De igual modo, cuando cedemos el asiento a la anciana en el metro o damos comida al indigente, ese regocijo que de pronto experimentamos, además de nuestra recompensa, es el movimiento espontáneo del alma que ve satisfecha su natural inclinación al bien. Repito, el alma se nos manifiesta al contacto con las cosas verdaderas, que son a su vez las que, intactas, resisten al tiempo, renovándose ellas mismas en su lustre primigenio.
Algo semejante experimenté hace sólo algunos meses cuando visité uno de los grandes museos neoyorquinos, el cual, por su diseño, dimensión y ubicación ideales, suele figurar en los primeros lugares de mi lista de ocio. Allí dentro me topé con trozos de lápidas colocados aquí y allá, frases de neón circulando en espiral, recortes de periódicos de colores fosforescentes cubriendo paredes enteras, letreros en blanco y negro con fórmulas mecánicas y demás necedades. Asqueado, literalmente asqueado, y casi dirigiéndome a la taquilla para pedir cuentas de mis 30 dólares, opté por refugiarme en el cuarto piso hasta mi salida, donde además de sosegarme, logré complacerme un buen rato en la contemplación de los cuadros impresionistas. Luego, pedaleando dentro del Central Park y mientras atravesaba sus frescas avenidas arboladas, no dudé un instante en saber que, aquella tarde de septiembre en el museo, mi alma había protestado.

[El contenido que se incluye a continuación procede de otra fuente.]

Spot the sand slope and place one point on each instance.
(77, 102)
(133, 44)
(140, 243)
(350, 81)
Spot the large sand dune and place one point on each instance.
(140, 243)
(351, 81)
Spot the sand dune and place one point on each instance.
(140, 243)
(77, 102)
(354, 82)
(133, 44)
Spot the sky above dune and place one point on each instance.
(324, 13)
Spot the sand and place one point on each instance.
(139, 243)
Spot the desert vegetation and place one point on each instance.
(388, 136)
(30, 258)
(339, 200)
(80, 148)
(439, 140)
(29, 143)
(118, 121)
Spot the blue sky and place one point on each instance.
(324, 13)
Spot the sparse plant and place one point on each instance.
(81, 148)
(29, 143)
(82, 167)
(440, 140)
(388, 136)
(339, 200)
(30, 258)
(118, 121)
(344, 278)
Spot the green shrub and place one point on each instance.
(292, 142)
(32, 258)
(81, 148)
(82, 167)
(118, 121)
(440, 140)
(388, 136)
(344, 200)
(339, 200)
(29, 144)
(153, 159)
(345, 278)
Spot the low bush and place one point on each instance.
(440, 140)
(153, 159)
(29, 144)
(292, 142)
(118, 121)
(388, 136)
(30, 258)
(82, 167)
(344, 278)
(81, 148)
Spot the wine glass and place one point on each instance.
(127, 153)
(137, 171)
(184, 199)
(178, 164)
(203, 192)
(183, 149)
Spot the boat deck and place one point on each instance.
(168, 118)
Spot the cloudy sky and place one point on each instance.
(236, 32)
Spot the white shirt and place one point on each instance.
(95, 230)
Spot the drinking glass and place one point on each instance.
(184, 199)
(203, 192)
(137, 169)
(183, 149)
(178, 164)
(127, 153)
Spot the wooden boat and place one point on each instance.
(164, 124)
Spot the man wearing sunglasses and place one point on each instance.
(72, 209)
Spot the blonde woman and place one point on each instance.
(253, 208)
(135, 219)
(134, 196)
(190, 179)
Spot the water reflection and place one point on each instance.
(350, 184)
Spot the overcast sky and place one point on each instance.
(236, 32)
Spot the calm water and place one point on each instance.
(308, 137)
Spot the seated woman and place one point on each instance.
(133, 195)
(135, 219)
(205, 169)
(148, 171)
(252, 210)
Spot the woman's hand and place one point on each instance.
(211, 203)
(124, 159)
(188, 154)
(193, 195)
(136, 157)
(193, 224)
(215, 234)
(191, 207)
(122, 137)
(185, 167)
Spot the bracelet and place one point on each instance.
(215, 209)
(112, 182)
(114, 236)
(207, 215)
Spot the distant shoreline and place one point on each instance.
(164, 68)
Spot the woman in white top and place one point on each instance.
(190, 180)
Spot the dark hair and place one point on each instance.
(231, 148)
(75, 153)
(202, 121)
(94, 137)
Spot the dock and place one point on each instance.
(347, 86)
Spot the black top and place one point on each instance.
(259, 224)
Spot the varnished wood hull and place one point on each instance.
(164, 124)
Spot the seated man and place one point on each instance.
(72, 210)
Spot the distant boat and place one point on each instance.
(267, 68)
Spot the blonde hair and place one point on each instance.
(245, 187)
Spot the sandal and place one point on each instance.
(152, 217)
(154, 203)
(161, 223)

La amistad, como la música y la literatura, son cosas verdaderas que, si se cultivan con celo, nos facilitan el deber de descubrir nuestra alma; ciertamente, el alma hará poco o nada por hacerse notar, pues, en verdad se trata de un huésped taciturno, incapaz de llamar la atención, y que además habita un clima de inmarcesible silencio. Es por esto también que la muerte de alguien querido nos agobia tanto, porque de un modo que no sabemos explicar, sentimos sobre nuestra propia piel el resuello frío del agujero cósmico que abre en el mundo la salida del alma del cuerpo de esa persona que ha fallecido.
Y aunque más tarde el reconocimiento de la presencia del alma en nosotros nos signifique un trabajo singular, mediante el cual aprenderemos a descifrar el vocabulario de la conciencia y los sonidos profundos del corazón, también este trabajo singular nos convertirá en personas totales y sólo entonces podremos abrir las ventanas al horizonte y sentir el aire definitivo que estremecerá nuestro destino, comunicándonos el mensaje supremo: “ahora, sin temor, puedes entrar al bosque: la soledad y el silencio no te serán adversos”.